Something that I have said before, and is not original to me, is that God is at least as loving as I am. I am a loving person, but I don’t love perfectly. The same could probably be said for the average person you meet walking down the street. We love, but we don’t love as well as God does.
So when I consider the love that I have for my children, I assume that God loves us at least as much as I love my children. When we consider the love that David had for his murdering, treacherous son Absalom, we can assume that if David can love Absalom in spite of all of his issues, then surely God can love me, you, and everyone else in spite of their failures. And like Jesus on the cross, sometimes love requires sacrifice.
My children can make life quite challenging at times. Our three-year-old has recently been going through a stage where he wakes up every night around midnight to go to the bathroom. I really don’t like getting up in the middle of the night, but I also don’t like having to wash the sheets in the morning. I do appreciate a full night’s slumber. So what should I do? Make him sleep in a diaper? Maybe sleep outside in nature? No, we make sacrifices for our children. And believe me, 15 minutes of sleep is nothing compared to some of the sacrifices that others have made for their children. We do these things because love is bigger than sleep.
I have a friend who has had a pretty challenging life, mostly because of his own choices. He is a part of a lovely family with great parents, wonderful grandparents, and super siblings. But about 15 years ago when he was first out of high school, he went through a really rough patch of life. He was abusing alcohol, not working, and looking to obtain money any way that he could.

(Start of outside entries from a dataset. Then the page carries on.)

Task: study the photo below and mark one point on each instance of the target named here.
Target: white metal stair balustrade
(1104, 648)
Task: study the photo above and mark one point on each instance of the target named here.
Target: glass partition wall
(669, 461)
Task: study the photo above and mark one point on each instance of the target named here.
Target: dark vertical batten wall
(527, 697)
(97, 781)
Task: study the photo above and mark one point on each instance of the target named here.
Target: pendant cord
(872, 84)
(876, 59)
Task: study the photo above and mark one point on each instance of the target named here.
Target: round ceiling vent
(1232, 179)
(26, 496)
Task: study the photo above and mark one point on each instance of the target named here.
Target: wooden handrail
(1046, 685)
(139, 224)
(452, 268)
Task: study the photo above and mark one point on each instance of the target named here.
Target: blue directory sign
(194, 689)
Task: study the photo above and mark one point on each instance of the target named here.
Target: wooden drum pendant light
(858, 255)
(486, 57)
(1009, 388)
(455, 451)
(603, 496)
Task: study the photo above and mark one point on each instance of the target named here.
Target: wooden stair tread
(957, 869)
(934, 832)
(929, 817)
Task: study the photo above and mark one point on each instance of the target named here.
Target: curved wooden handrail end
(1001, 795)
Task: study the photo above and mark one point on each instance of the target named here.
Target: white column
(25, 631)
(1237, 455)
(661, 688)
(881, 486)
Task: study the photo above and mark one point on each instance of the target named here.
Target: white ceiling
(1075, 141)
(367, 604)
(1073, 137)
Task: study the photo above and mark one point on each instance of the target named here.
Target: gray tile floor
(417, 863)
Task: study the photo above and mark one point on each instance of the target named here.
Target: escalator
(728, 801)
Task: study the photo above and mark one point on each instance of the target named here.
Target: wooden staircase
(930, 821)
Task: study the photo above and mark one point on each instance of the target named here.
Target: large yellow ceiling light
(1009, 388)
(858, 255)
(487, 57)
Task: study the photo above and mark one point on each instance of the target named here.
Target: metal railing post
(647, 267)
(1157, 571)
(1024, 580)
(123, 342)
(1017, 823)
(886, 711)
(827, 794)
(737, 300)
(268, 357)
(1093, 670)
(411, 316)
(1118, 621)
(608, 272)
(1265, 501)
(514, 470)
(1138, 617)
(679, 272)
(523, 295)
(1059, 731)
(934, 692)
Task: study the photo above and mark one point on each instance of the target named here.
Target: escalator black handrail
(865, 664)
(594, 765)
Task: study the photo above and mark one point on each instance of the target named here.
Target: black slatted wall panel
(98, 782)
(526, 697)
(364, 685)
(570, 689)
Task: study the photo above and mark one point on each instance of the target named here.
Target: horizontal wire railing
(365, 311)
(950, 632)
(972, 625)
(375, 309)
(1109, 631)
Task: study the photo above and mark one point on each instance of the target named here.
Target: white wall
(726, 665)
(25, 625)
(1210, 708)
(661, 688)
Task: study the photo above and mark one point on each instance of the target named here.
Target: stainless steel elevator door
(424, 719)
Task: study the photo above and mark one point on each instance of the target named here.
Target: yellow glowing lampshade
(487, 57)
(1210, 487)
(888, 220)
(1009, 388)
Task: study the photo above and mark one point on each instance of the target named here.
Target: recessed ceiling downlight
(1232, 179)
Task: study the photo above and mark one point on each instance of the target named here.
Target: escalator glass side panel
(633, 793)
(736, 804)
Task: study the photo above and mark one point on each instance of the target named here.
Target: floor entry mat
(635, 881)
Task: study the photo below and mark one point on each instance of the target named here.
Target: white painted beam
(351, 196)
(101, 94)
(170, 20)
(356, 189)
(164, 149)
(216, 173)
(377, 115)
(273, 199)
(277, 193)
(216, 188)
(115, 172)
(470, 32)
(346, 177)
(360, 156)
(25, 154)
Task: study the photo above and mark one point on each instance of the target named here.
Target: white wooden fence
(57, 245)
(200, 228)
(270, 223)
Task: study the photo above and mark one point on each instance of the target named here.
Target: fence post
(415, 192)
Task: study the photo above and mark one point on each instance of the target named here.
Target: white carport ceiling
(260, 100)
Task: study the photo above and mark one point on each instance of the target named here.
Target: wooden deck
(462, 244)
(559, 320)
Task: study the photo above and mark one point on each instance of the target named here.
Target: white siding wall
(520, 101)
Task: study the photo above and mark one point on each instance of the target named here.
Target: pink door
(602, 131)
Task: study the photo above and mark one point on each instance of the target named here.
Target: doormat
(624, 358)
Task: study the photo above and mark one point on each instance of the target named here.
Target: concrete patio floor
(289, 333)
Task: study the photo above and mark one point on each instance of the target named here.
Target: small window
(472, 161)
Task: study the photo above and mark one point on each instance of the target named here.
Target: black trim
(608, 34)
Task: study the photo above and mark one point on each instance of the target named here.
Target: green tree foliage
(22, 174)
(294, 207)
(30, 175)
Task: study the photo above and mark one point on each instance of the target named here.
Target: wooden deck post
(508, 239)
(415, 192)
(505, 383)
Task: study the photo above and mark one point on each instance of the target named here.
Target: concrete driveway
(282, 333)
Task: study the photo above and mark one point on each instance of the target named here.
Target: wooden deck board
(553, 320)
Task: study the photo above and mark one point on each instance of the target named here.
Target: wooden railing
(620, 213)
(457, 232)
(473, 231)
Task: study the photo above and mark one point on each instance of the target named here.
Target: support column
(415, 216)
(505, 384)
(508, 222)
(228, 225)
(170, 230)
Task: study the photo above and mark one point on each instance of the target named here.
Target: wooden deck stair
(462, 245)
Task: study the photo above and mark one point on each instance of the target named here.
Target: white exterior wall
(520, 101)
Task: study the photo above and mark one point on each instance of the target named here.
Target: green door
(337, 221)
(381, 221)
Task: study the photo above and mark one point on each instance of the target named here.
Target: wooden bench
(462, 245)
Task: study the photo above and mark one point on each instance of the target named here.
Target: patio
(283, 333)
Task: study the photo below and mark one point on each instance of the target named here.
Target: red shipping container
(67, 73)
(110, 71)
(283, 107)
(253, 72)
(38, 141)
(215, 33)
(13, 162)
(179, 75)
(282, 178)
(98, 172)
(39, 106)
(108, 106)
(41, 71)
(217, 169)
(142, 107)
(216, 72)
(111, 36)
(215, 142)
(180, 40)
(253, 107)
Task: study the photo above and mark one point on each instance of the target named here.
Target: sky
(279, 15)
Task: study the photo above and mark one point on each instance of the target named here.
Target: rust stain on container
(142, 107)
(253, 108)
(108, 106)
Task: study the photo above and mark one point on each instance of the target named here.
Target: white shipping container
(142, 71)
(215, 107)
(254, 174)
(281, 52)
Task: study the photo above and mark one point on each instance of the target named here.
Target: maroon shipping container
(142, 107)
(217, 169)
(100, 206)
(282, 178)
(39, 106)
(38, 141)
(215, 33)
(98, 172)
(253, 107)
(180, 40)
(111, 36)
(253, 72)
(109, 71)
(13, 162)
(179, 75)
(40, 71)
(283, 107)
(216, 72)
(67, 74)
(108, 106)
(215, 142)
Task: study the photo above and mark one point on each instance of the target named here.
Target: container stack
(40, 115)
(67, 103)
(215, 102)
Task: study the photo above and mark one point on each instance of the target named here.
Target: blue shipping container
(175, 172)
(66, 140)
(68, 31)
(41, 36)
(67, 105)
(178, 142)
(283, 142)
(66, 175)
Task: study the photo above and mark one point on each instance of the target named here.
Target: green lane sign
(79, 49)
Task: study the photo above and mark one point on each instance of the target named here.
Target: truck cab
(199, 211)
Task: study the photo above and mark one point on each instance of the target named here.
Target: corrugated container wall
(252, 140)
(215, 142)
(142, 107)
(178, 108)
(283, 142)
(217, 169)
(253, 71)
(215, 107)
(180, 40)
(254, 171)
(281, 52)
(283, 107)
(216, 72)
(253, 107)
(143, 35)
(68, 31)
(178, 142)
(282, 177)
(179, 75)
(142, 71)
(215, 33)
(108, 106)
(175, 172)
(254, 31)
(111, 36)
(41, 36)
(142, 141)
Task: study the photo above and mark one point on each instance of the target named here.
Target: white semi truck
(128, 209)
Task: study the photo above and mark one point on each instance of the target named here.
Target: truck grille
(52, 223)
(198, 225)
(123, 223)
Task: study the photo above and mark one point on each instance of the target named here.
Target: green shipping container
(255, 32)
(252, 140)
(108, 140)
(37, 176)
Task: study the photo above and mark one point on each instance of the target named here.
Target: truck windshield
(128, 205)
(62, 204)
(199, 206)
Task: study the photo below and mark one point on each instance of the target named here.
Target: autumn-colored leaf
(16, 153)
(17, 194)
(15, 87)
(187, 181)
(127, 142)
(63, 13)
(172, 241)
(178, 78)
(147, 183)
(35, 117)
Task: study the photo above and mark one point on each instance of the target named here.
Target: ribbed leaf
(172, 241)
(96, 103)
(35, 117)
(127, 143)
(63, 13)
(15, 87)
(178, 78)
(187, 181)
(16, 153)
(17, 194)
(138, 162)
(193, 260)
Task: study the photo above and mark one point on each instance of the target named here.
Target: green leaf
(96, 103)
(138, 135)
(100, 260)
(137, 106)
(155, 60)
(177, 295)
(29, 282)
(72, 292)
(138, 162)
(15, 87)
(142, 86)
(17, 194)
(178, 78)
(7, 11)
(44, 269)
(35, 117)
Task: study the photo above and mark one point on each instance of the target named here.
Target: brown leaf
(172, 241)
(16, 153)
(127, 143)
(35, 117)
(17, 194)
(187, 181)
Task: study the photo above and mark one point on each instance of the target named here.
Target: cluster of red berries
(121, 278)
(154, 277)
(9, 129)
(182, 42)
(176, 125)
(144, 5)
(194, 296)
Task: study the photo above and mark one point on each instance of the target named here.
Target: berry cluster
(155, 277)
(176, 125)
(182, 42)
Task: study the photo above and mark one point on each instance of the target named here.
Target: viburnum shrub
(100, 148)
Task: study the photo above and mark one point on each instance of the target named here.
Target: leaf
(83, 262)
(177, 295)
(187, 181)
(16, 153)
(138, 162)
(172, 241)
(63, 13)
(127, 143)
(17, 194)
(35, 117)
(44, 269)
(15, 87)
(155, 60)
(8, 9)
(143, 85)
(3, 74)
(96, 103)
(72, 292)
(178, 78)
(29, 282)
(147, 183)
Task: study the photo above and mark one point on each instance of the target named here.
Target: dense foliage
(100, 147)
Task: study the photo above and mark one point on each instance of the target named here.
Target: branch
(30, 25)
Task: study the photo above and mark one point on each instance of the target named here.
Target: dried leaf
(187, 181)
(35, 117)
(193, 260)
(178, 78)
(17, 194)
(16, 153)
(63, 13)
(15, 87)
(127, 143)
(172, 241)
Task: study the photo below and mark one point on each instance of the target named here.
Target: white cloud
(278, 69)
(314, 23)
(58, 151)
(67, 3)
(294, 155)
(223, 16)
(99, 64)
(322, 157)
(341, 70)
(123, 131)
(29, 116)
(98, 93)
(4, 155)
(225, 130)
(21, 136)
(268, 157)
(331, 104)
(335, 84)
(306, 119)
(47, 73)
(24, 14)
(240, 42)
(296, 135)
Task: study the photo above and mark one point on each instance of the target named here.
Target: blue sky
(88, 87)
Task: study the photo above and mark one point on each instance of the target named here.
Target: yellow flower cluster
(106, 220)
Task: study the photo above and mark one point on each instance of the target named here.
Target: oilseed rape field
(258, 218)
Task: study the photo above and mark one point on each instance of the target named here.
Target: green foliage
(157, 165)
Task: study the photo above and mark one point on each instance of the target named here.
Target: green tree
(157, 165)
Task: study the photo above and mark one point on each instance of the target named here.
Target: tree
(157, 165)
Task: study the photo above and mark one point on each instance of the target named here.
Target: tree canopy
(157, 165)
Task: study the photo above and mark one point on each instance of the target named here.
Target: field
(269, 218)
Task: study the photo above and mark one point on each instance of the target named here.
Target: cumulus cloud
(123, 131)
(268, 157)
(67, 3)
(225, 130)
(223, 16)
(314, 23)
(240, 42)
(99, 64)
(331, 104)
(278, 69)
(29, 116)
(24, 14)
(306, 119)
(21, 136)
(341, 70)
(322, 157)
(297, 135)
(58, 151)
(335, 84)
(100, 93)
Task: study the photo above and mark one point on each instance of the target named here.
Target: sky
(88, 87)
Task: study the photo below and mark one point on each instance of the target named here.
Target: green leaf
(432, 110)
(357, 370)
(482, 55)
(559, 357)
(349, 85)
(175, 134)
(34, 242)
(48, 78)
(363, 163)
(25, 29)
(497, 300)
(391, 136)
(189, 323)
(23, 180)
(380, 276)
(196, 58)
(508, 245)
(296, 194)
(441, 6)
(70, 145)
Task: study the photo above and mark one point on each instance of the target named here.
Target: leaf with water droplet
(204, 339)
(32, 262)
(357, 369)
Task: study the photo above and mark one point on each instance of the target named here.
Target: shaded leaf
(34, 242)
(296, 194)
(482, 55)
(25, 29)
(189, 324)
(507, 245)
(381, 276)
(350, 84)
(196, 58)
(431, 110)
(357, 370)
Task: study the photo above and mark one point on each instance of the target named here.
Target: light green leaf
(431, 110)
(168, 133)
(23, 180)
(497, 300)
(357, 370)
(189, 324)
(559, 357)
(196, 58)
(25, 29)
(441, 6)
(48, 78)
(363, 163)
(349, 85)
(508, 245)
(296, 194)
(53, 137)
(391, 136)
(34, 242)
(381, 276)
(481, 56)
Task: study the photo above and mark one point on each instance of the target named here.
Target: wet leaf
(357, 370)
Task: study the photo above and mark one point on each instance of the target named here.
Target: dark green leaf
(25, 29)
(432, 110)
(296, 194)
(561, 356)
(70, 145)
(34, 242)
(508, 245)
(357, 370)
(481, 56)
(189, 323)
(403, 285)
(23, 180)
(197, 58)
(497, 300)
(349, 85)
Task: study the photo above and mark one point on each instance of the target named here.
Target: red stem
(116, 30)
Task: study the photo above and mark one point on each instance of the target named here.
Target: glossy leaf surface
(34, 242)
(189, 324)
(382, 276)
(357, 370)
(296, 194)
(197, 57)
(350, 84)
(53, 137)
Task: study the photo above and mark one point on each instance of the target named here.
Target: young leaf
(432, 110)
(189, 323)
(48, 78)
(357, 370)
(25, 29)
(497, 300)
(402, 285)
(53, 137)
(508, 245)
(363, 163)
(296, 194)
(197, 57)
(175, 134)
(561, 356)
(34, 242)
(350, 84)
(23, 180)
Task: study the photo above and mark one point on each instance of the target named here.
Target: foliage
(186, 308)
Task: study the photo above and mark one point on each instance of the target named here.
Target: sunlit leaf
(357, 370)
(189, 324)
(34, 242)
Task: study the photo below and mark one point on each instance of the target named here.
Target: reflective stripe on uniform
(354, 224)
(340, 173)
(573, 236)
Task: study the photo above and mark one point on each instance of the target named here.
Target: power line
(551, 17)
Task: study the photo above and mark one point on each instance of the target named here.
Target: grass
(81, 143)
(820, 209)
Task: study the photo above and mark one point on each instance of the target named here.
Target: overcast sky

This friend’s grandfather passed away one summer so he was spending some time with his grandmother in another state, keeping her company during this difficult time. But he “needed” money. One day he found grandma’s checkbook so he took several blank checks and he forged them. He attempted to steal a significant amount of money…from his grandmother…while she was mourning.
Not surprisingly, he was caught when he tried to cash the forged checks and he was arrested. He had to spend the night in jail. But who do you think was there first thing the next morning to bail him out? Grandma. Grandma came down to the police station in her cape dress and head covering to bail out the young man who had just attempted to steal from her.
Oh you better believe that grandma was disappointed, and I am sure that she shared her disappointment with him. But when they got home, they went to the kitchen and cooked lunch together, ate together, and lived together for a few more weeks. And I am glad to say that he turned his life around. Yes, this relationship required some sacrifices on the part of the grandmother. But love is bigger than money.
David mourned the death of his son Absalom. That doesn’t surprise me. But David also mourned the loss of the man who killed his son and tried to kill him. David mourned the death of the person who wanted to overthrow him and take his crown. That’s because no matter what Absalom did to David, he was still David’s son, and David loved him unconditionally. David had to make some sacrifices. He sacrificed his pride, his comfort, and he sacrificed his “right” for revenge. But love is bigger.
If David, a flawed human being, loved his children in such a way, how much more does God love us? Regardless of what you have done to hurt others, God, or yourself, you are loved with an unconditional love. The question then comes back to us, How will I respond to God’s unconditional love?
On this Mother’s Day, as we consider the love that we have for our family, let us remember that God loves us even more. More than our faults and failures. More than our successes and triumphs. Love is bigger.